Murray offered lawmakers examples of steps the agency has taken to improve safety for inmates and officers, including:
Installing shatter-resistant glass, more razor-wire fences, tamper-proof plumbing and electrical fixtures, and better locks.
Creating a rapid-response team of correction officers to respond to emergencies.
Offering more overtime to increase staffing during the most vulnerable hours between 6 and 10 p.m., after inmates are out of school.
Murray said a new approach to housing also is underway that will group inmates based on their behavior: creating a dorm for well-behaved inmates, and other dorms for aggressive and rule-breaking inmates.
State Rep. Doug Brannon, a Spartanburg Republican and attorney, asked Murray about plans to isolate well-behaved inmates from violent ones.
Saying he represents some youths who end up at Juvenile Justice, Brannon asked how the agency would separate gang members. Brannon told Murray that he is “sending, sometimes involuntarily, children to your department and putting them in the middle of a gang war.”
Murray said a team would screen inmates and decide where they should be housed, adding, “You don’t want to put them together.”
The House panel agreed Thursday to ask the S.C. Legislative Audit Council to review the agency’s operations and finances for efficiency.
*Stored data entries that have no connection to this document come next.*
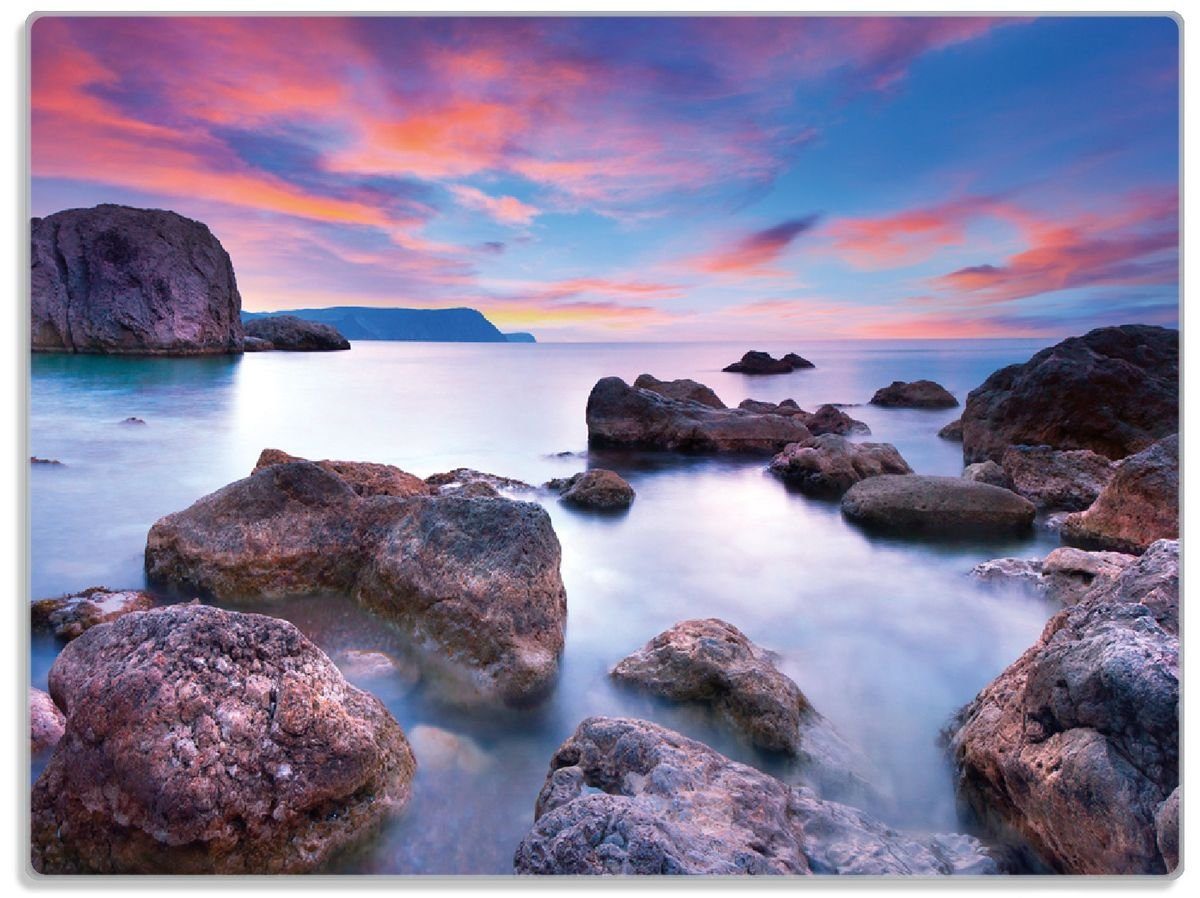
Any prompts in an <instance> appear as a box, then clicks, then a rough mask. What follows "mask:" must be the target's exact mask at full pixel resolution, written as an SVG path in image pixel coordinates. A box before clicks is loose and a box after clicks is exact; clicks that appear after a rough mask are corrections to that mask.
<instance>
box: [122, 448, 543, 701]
mask: <svg viewBox="0 0 1200 898" xmlns="http://www.w3.org/2000/svg"><path fill="white" fill-rule="evenodd" d="M325 465H326V463H322V465H318V463H314V462H308V461H302V460H301V461H293V462H282V463H274V465H268V466H265V467H260V468H259V469H258V471H257V472H256V473H254V474H252V475H251V477H248V478H245V479H242V480H238V481H236V483H233V484H229V485H228V486H224V487H222V489H221V490H217V491H216V492H214V493H211V495H209V496H205V497H204V498H202V499H199V501H197V502H196V503H194V504H193V505H191V507H190V508H187V509H185V510H182V511H176V513H175V514H172V515H167V516H166V517H163V519H161V520H158V521H157V522H156V523H155V525H154V527H151V529H150V533H149V535H148V538H146V550H145V565H146V574H148V576H149V577H150V579H151V581H154V582H160V583H166V585H168V586H172V587H175V588H193V589H199V591H202V592H204V593H208V594H210V595H214V597H217V598H221V599H242V600H246V599H251V600H252V599H259V598H287V597H292V595H305V594H314V593H326V592H338V593H348V594H352V595H355V597H356V598H358V599H359V600H360V601H362V603H364V604H366V605H368V606H370V607H372V609H373V610H376V611H378V612H380V613H383V615H385V616H388V617H390V618H391V619H394V621H396V622H397V623H400V624H401V625H402V627H404V628H406V629H408V630H409V631H410V633H412V634H413V635H414V636H415V637H418V639H419V640H420V641H422V642H426V643H430V645H431V647H432V648H434V649H436V651H437V652H438V653H439V654H440V655H443V657H445V658H449V659H450V660H451V661H455V663H456V664H455V665H454V667H455V669H462V667H463V666H464V667H466V670H467V672H468V674H469V678H470V681H472V683H473V684H474V686H475V687H476V688H479V689H480V692H481V693H482V694H485V695H488V696H494V698H499V699H502V700H504V701H508V702H512V704H521V702H523V701H527V700H532V699H535V698H539V696H540V695H542V694H544V693H545V692H546V690H547V689H550V687H551V686H552V684H553V681H554V677H556V675H557V670H558V655H559V653H560V652H562V648H563V629H564V625H565V619H566V598H565V591H564V588H563V581H562V577H560V575H559V561H560V547H559V544H558V538H557V537H556V535H554V531H553V527H552V526H551V522H550V516H548V515H547V514H546V511H545V509H542V508H541V507H540V505H538V504H535V503H532V502H516V501H512V499H508V498H500V497H498V496H496V495H494V492H492V495H488V496H482V497H478V498H470V497H467V496H464V495H461V493H451V495H446V496H442V495H414V496H395V495H386V493H368V495H362V496H360V495H359V493H358V492H355V490H354V489H353V486H352V483H348V481H347V480H346V479H343V477H342V475H341V474H338V473H336V472H335V471H334V469H331V468H330V467H326V466H325ZM329 465H340V466H344V465H354V463H347V462H331V463H329ZM401 473H402V472H401ZM355 475H356V474H355ZM385 483H391V479H390V478H385Z"/></svg>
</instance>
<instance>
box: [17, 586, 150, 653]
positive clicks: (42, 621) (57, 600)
mask: <svg viewBox="0 0 1200 898" xmlns="http://www.w3.org/2000/svg"><path fill="white" fill-rule="evenodd" d="M154 605H155V601H154V599H152V598H150V597H149V595H146V594H145V593H144V592H139V591H137V589H122V591H113V589H108V588H106V587H103V586H92V587H89V588H88V589H84V591H83V592H80V593H76V594H74V595H62V597H59V598H56V599H38V600H37V601H35V603H32V605H31V606H30V617H31V623H32V627H34V629H42V630H49V631H50V633H53V634H54V635H55V636H58V637H59V639H62V640H72V639H76V637H77V636H80V635H83V633H84V631H85V630H89V629H91V628H92V627H95V625H96V624H101V623H109V622H110V621H115V619H116V618H118V617H122V616H125V615H127V613H131V612H133V611H148V610H150V609H151V607H154Z"/></svg>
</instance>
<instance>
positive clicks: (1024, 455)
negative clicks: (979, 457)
mask: <svg viewBox="0 0 1200 898" xmlns="http://www.w3.org/2000/svg"><path fill="white" fill-rule="evenodd" d="M977 463H979V465H995V462H994V461H991V460H989V461H984V462H977ZM1001 466H1002V467H1003V471H1004V475H1006V477H1007V478H1008V479H1009V481H1010V484H1012V485H1010V486H1009V489H1012V490H1013V491H1014V492H1016V493H1018V495H1020V496H1024V497H1025V498H1027V499H1028V501H1030V502H1032V503H1033V504H1034V505H1037V507H1038V508H1052V509H1064V510H1067V511H1079V510H1081V509H1085V508H1087V507H1088V505H1091V504H1092V503H1093V502H1094V501H1096V497H1097V496H1099V495H1100V490H1103V489H1104V487H1105V486H1106V485H1108V483H1109V480H1111V479H1112V474H1114V472H1115V467H1114V465H1112V462H1110V461H1109V460H1108V459H1105V457H1104V456H1103V455H1097V454H1096V453H1093V451H1091V450H1088V449H1067V450H1062V449H1051V448H1050V447H1048V445H1010V447H1008V449H1006V450H1004V455H1003V456H1002V459H1001Z"/></svg>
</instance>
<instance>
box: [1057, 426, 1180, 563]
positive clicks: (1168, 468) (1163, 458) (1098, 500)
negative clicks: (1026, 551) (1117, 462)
mask: <svg viewBox="0 0 1200 898" xmlns="http://www.w3.org/2000/svg"><path fill="white" fill-rule="evenodd" d="M1178 534H1180V438H1178V436H1175V435H1172V436H1170V437H1166V438H1164V439H1159V441H1158V442H1157V443H1154V444H1153V445H1151V447H1148V448H1146V449H1144V450H1141V451H1140V453H1138V454H1136V455H1130V456H1129V457H1128V459H1124V460H1123V461H1121V462H1120V463H1118V465H1117V466H1116V471H1115V473H1114V474H1112V479H1111V480H1109V483H1108V485H1106V486H1105V487H1104V489H1103V490H1102V491H1100V495H1099V496H1098V497H1097V499H1096V502H1093V503H1092V504H1091V507H1088V509H1087V510H1086V511H1079V513H1076V514H1073V515H1070V516H1069V517H1067V520H1066V521H1064V522H1063V526H1062V538H1063V540H1066V541H1068V543H1076V544H1079V545H1085V546H1088V547H1097V549H1110V550H1114V551H1117V552H1133V553H1139V552H1144V551H1145V550H1146V547H1147V546H1148V545H1150V544H1151V543H1153V541H1154V540H1157V539H1175V538H1176V537H1178Z"/></svg>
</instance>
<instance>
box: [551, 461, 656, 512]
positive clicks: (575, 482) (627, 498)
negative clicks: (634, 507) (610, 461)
mask: <svg viewBox="0 0 1200 898" xmlns="http://www.w3.org/2000/svg"><path fill="white" fill-rule="evenodd" d="M546 486H548V487H551V489H553V490H558V491H559V492H560V493H562V496H560V498H562V499H563V502H565V503H568V504H570V505H578V507H580V508H592V509H595V510H598V511H619V510H622V509H625V508H629V507H630V505H631V504H634V497H635V496H636V495H637V493H636V492H634V487H632V486H630V485H629V483H628V481H626V480H625V478H623V477H622V475H620V474H618V473H617V472H616V471H608V469H606V468H592V469H590V471H584V472H581V473H578V474H575V475H574V477H569V478H565V479H562V480H551V481H548V483H547V484H546Z"/></svg>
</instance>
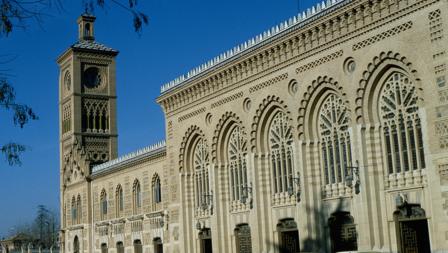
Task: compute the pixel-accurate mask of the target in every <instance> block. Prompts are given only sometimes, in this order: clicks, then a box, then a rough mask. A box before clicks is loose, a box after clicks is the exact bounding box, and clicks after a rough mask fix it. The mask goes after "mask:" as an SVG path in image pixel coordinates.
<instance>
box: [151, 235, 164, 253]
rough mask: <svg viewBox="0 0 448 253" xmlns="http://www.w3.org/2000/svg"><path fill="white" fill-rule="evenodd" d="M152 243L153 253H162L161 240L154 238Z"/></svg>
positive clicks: (162, 250)
mask: <svg viewBox="0 0 448 253" xmlns="http://www.w3.org/2000/svg"><path fill="white" fill-rule="evenodd" d="M152 243H153V244H154V253H163V243H162V239H160V238H155V239H154V240H153V241H152Z"/></svg>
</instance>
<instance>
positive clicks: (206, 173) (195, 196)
mask: <svg viewBox="0 0 448 253" xmlns="http://www.w3.org/2000/svg"><path fill="white" fill-rule="evenodd" d="M193 163H194V188H195V204H196V208H200V207H206V206H208V205H209V204H210V198H208V195H209V194H210V192H209V191H210V186H209V177H208V165H209V153H208V146H207V142H206V141H205V140H204V139H200V140H199V141H198V142H197V144H196V147H195V149H194V158H193Z"/></svg>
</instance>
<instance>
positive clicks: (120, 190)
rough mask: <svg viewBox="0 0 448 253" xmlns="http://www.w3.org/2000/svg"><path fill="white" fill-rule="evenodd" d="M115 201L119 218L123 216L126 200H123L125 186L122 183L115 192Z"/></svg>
mask: <svg viewBox="0 0 448 253" xmlns="http://www.w3.org/2000/svg"><path fill="white" fill-rule="evenodd" d="M115 203H116V207H115V208H116V214H117V218H118V217H120V216H121V214H122V213H123V210H124V200H123V188H121V185H118V186H117V190H116V192H115Z"/></svg>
The panel also will hold another hearing Wednesday on the agency.
Earlier this month, the panel sent a letter to the state inspector general detailing some allegations, including officers being instructed to downplay or not to report incidents involving inmates, and rapes being labeled as “inappropriate touching.”
Legislators did not ask about the rape allegations, and Murray was not available to comment after the hearing.
However, state Inspector General Patrick Maley said his agency would open a preliminary investigation focusing on allegations of false reporting of incidents.
Finlay told McKnight that many people who have provided the House panel with information about Juvenile Justice wish to remain anonymous. “They are afraid of retaliation,” Finlay said. “They are also afraid of favoritism within the department.”
Gazing at the Juvenile Justice administrators, Finlay asked McKnight, who plans to retire in April, to keep him posted on how that process goes. “(I)t would make me feel more comfortable to make certain that there wasn’t anything that we didn’t understand that, all of a sudden, prevented you from making that retirement date,” he said.
McKnight said corrections officers who work on the “front line” with the youthful inmates know nothing about the charges against those offenders.
However, Elizabeth Hill, a Juvenile Justice attorney, said that is not unusual. In adult prisons, she added, officers are not told what offenses inmates have committed. Hill said youth corrections officers take “universal precautions” because they understand the inmates are there for “serious offenses.”
But Finlay questioned that. “If you’re going to treat every child as if they are someone who may have perpetrated a serious offense, how could you possibly not have a police chief for two-and-a-half years?
“That belies the point that you are taking the security seriously.”